There were green lawns sloping down to a huge lake and, as they crossed the bridge that spanned it, Odela could see several swans moving on its silvery surface accompanied by their baby cygnets.
The gardens were filled with flowers and the lilac trees were in full blossom.
Beyond the garden there was an orchard where the fruit trees, pink and white with blossom, transformed it into a magical Wonderland.
Then she remembered that she was supposed to be in hiding and she and Robinson went round the back to the kitchen door.
Robinson knocked.
Odela quickly dismounted saying in case he made a mistake to the kitchenmaid who opened it,
“I have come to visit – Miss West.”
“She be upstairs in the nursery,” the kitchenmaid answered.
“Would you be very kind and show me the way?” Odela asked her.

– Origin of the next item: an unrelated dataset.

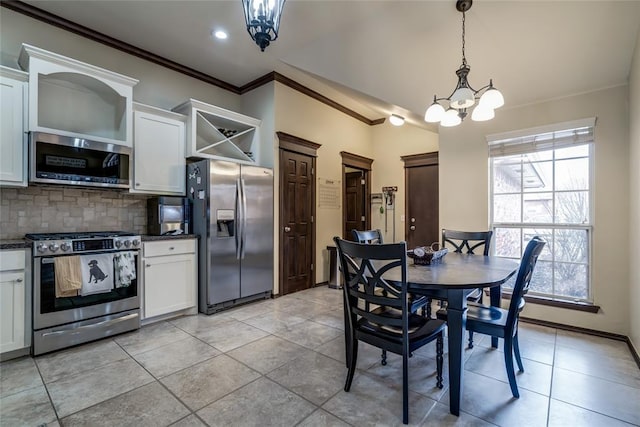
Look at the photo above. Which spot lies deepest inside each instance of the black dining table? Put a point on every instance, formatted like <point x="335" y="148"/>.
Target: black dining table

She had already arranged that while she was doing this, Robinson would ask the grooms to stable Dragonfly.
“Say I am a relative of Miss West’s,” she had said to him, “and don’t forget that I am called ‘Miss West’ as well.”
“I’ll do that, my Lady,” Robinson replied.
The kitchenmaid then took Odela up the backstairs to the second floor of the house.
She knocked on a door and, as she opened it, called out,
“Someone to see you, Nanny.”
Odela walked in.
Nanny was sitting at a table in the centre of the room sewing and on the floor beside her was a small child playing with some coloured bricks.
For a moment Nanny just stared at her.
Then with a murmur of delight she rose to her feet.
Odela ran forward and flung her arms around her neck.
“Nanny! Oh, Nanny! I am here! Say you are pleased to see me.”
“I was hopin’ you’d come,” Nanny said, “but I thought you’d give me warnin’.”
“There was no time for that and I have come, Nanny, because I am – in terrible trouble!”
“Now how can you be in anything like that?” Nanny asked. “Sit down and let me look at you.”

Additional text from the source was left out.